Created for sophomore History majors and minors, the Historian's Craft will provide an introduction to the ways in which historians conceptualize the past, conduct research in primary sources, and write well, through the study of good historical prose. (One course).
This course will examine modern global history (1450 to the present). We will travel through a great deal of space (the Americas, Europe, Asia, and Africa) and time (over 500 years), so in order to better comprehend the different historical eras and places, we will organize the course around important themes rather than adhering to a strictly chronological analysis. These themes include: the creation of an Atlantic World, colonization, slavery, revolutions, political ideologies, religious upheavals, independence, modernization, decolonization, and artistic movements. (One course).
This course will examine the history of Black America from 1865 to 2000. It is organized around important themes in African American history, including the legacies of slavery, reconstruction, the ideology of racism, the Harlem Renaissance, Radical Black Intellectuals, the Civil Rights Movement, and Black Feminism. (One course.)
This course traces the history of the United States from Reconstruction to the Post-Cold War period. Themes that this course analyzes include: the rise of the New South and Jim Crow, the expansion of the West and Native nations, industrialization and immigration, the Gilded Age and the Great Depression, the World Wars, the Cold War, and the Civil Rights movement. (One course.)
The aim of this course is to analyze the complex role(s) of food in societies. We will use food as a lense to study world history. In particular, we are interested in exploring how food helps one to further elucidate questions of race, politics, gender, social inequality, nationalism, empires, and globalization. (One course).
This course will focus on Latin America's dissenting voices in literature, history, politics, philosophy, and the arts. This is a history course; however, given the nature of the material, we will adopt an interdisciplinary approach in this class. Some of the topics and names we will discuss include: José Marti and anti-imperialism, literature and protest, socialism, and radical politics in Brazil, art and revolution in Mexico, José Carlos Mariátegui in Peru and Marxism in Latin America. Radical Feminism, Che Guevara and the export of revolution, and the Pink Tide. We will analyze these and other alternative political projects formulated by intellectuals and activists in order to evaluate their attempt to eliminate social, racial, and gender inequalities in Latin America. (One course).

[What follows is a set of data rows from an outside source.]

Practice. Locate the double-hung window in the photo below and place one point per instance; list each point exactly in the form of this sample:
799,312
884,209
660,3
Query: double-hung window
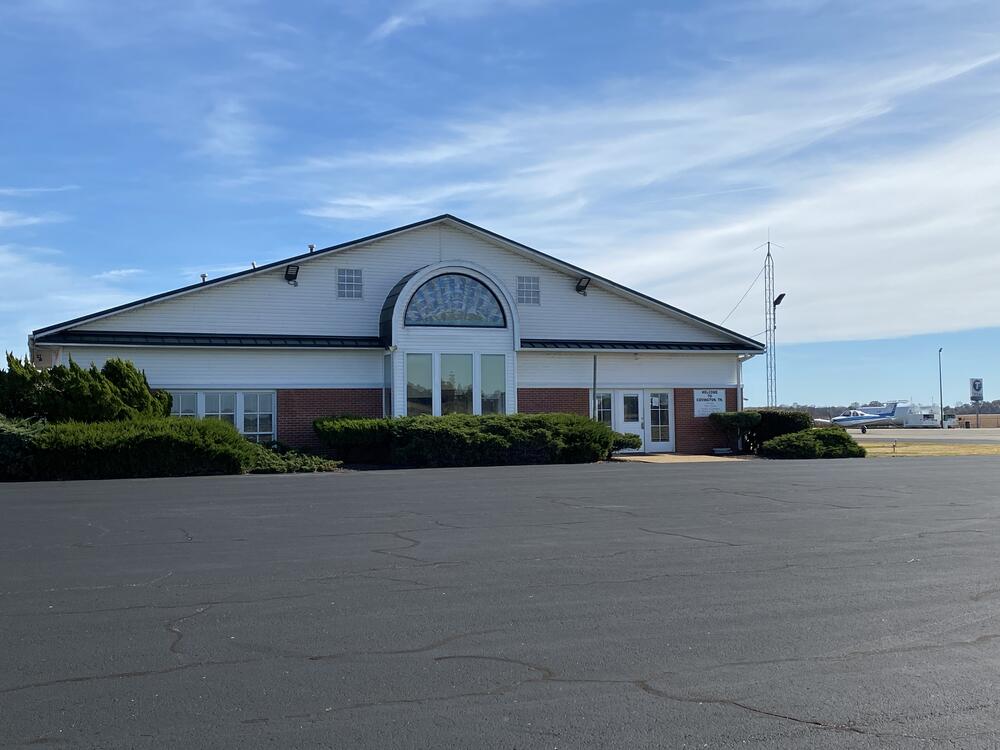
603,408
349,284
258,416
252,413
183,404
529,291
221,405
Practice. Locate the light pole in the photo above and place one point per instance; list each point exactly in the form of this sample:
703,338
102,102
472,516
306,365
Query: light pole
940,389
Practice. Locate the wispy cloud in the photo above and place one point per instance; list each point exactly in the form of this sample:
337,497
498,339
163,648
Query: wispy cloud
394,23
229,130
39,291
118,274
420,12
20,192
11,219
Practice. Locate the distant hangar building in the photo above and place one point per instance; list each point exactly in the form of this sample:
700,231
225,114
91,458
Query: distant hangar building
436,317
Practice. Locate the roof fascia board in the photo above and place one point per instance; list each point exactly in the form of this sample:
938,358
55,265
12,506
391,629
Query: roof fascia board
608,284
181,291
518,247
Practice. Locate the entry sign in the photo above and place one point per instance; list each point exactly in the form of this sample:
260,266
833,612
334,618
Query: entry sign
709,401
975,389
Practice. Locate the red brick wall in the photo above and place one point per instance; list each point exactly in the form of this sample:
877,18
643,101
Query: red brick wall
695,434
297,408
569,400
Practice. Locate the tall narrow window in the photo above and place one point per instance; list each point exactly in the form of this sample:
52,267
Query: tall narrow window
221,405
528,290
456,384
659,417
183,404
603,403
349,283
419,384
387,385
258,417
493,378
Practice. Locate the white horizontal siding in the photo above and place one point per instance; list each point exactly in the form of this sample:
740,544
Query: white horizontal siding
264,303
556,369
564,313
243,368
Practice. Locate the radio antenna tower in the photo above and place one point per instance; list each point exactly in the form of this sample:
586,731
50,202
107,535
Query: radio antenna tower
771,303
769,325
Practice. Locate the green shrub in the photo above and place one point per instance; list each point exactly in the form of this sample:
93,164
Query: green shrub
355,439
776,422
736,425
17,445
467,440
71,393
825,442
626,441
165,446
835,442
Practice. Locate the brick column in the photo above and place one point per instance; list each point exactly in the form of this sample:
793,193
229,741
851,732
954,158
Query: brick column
298,407
695,435
568,400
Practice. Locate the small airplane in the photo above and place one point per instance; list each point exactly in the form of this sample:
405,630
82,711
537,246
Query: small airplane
867,416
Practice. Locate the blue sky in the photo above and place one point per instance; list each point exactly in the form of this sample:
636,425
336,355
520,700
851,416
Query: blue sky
655,142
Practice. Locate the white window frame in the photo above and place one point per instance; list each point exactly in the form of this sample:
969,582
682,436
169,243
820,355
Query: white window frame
477,379
529,290
239,410
358,279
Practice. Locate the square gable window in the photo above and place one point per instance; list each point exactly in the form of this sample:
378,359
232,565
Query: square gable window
528,290
349,283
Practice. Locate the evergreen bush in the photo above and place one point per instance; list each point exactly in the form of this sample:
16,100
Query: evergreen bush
824,442
147,447
736,425
776,422
467,440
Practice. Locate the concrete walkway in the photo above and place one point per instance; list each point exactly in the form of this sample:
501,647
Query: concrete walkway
677,458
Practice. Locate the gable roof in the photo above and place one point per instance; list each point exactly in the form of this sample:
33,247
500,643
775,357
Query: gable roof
749,344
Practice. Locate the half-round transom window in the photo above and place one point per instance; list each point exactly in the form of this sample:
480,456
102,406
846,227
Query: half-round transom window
454,299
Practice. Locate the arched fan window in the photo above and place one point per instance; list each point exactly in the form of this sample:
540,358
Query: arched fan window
454,299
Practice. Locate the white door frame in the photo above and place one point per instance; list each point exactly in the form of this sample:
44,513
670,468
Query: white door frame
644,427
659,446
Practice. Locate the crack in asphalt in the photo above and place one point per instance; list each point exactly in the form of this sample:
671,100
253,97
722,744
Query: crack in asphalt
399,652
135,607
172,627
694,538
603,508
647,688
128,675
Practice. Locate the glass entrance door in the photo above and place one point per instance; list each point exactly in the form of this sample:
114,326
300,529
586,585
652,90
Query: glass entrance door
632,416
659,405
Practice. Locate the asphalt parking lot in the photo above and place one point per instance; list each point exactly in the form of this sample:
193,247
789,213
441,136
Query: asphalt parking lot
882,434
747,604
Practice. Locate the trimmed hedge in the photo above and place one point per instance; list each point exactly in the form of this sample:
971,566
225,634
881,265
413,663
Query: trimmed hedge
775,423
736,425
467,440
823,442
167,446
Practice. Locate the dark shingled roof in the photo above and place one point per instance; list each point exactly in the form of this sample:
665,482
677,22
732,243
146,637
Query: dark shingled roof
156,338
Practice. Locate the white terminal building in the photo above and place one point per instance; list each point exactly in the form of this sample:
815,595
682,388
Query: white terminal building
436,317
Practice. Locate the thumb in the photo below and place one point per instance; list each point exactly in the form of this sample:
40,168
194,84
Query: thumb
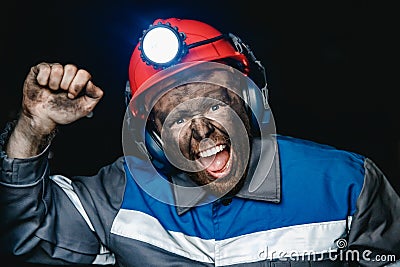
89,100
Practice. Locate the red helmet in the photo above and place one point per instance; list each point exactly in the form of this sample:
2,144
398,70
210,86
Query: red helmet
193,31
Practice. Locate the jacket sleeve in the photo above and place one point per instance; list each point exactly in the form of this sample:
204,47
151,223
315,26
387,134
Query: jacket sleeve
38,222
375,228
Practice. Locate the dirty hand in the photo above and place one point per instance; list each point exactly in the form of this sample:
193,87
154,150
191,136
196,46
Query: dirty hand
55,94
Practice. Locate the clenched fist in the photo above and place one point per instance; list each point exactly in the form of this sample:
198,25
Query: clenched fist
56,94
53,94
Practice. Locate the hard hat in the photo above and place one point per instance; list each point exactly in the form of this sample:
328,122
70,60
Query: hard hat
196,41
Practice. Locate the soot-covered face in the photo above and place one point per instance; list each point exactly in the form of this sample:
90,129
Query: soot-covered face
205,132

(Cross-listed with LAST 120) Using an interdisciplinary approach, this course will present historical and culturally diverse materials. Major themes we will study include: cultural encounters, political and religious conquests, race as a social and historical category, decolonization, the creation of new nation states, economic inequality, gender relations, political and cultural revolutions, military dictatorship and, finally, the return to democracy. A historical framework will structure and inform our study of Latin America. (One course).